Ironically bathroom bans embolden random strangers to insist that women provide “proof” of their sex for the temerity of using a public restroom. The also require trans men to use women’s public restrooms (and vice versa), which needless to say will not make anyone feel more secure. But as amusing as that image might be (until the poor guy gets pepper sprayed just for following the law) the bans mostly just encourage trans people to avoid public restrooms (and public spaces) whenever possible, and that’s probably the real goal. And as with sports, cis women who don’t look feminine enough are are also being targetted [archive].

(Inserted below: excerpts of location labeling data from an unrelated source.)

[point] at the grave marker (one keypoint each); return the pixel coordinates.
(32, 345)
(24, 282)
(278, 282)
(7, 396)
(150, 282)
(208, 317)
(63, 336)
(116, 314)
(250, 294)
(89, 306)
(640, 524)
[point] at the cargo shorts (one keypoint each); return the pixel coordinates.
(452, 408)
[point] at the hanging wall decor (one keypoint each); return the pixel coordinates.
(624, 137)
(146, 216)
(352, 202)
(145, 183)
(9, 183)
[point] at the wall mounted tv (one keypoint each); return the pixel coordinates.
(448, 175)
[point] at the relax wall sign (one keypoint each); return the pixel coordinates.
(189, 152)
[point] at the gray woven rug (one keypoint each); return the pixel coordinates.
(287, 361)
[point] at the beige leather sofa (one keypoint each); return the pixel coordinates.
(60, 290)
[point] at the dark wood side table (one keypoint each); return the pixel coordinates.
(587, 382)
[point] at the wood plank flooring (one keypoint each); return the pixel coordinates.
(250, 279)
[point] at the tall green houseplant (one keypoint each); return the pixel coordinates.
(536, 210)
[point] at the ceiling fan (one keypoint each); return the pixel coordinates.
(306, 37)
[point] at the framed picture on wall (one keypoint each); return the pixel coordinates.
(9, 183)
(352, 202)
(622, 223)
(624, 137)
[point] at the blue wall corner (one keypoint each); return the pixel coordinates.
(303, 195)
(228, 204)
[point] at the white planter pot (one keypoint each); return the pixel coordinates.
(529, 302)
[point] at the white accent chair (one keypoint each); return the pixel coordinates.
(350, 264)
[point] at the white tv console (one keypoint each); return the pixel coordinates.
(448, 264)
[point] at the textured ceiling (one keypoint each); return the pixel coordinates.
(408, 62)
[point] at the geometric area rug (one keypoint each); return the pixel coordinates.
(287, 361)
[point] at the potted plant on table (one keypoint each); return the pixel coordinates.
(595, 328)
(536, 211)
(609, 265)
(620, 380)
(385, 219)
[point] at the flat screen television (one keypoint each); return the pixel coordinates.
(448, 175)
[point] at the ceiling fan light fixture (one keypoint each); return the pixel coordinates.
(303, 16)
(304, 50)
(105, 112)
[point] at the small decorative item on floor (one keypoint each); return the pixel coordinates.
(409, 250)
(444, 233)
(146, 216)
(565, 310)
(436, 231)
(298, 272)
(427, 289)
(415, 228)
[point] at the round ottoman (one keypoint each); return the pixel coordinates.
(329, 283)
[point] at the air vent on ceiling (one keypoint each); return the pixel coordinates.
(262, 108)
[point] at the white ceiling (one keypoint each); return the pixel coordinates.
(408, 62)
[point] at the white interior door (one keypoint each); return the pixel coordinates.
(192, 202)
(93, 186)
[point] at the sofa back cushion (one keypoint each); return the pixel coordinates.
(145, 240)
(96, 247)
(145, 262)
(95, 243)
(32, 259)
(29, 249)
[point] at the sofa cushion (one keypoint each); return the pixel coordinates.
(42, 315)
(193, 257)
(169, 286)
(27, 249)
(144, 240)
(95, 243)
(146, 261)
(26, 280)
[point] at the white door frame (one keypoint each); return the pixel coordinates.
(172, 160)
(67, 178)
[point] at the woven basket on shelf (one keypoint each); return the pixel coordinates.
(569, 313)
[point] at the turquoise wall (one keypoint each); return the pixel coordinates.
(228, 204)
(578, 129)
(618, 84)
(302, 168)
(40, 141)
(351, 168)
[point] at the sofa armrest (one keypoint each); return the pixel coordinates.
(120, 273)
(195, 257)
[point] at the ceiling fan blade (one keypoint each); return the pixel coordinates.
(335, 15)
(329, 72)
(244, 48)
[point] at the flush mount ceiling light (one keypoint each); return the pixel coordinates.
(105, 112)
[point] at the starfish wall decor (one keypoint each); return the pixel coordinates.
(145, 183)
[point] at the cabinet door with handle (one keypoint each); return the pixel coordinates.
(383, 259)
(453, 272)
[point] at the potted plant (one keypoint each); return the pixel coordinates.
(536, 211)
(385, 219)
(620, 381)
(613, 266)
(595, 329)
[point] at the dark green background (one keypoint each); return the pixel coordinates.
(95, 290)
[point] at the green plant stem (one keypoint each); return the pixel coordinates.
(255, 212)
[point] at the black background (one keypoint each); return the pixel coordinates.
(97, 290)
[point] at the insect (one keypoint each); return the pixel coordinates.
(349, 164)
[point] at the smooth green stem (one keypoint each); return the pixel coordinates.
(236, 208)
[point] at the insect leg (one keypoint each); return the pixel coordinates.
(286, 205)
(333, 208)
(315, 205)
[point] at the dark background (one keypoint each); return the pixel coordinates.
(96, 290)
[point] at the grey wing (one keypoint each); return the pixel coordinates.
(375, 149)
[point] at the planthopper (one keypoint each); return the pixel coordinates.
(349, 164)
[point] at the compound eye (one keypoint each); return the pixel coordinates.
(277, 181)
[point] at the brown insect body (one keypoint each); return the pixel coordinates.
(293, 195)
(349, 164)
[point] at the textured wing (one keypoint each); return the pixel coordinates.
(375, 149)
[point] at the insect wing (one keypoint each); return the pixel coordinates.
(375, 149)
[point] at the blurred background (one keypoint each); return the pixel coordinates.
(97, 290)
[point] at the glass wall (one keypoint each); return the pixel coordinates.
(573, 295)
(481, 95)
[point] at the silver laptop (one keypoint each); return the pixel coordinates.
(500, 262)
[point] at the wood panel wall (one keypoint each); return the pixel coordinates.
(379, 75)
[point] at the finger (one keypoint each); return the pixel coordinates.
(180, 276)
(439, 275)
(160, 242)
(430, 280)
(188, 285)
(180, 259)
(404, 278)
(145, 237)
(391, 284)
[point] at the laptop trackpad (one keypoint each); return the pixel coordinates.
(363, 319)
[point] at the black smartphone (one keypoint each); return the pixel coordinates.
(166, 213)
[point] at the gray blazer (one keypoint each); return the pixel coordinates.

One thing that makes me optimistic is how much of an improvement the design of modern unisex restrooms is over what I grew up with. The traditional bathroom stall design (especially in the US) lacks privacy and make people feel uncomfortable regardless of gender issues, so it’s understandable that sense of vulnerability is exacerbated when you add the idea of strangers who are trans also being there. Modern gender-neutral bathrooms, changing rooms and showers are designed with with single stalls around a semi-public common area for hand washing and the like, which is not only more private for everyone but also solves the question of which restroom non-binary people should use (not to mention making shorter lines for the women’s restroom).

How it’s being weaponized: Nineteen states have passed bathroom ban that apply at least to K-12 schools, with eleven extending to at least some government-owned buildings and properties. The Trump administration is threatening to withhold federal funding from K-12 schools that don’t make similar bans of their own (even if doing so goes against state law), and is also reportedly targeting K-12 schools that have installed gender-neutral bathrooms for violations of anti-discrimination laws.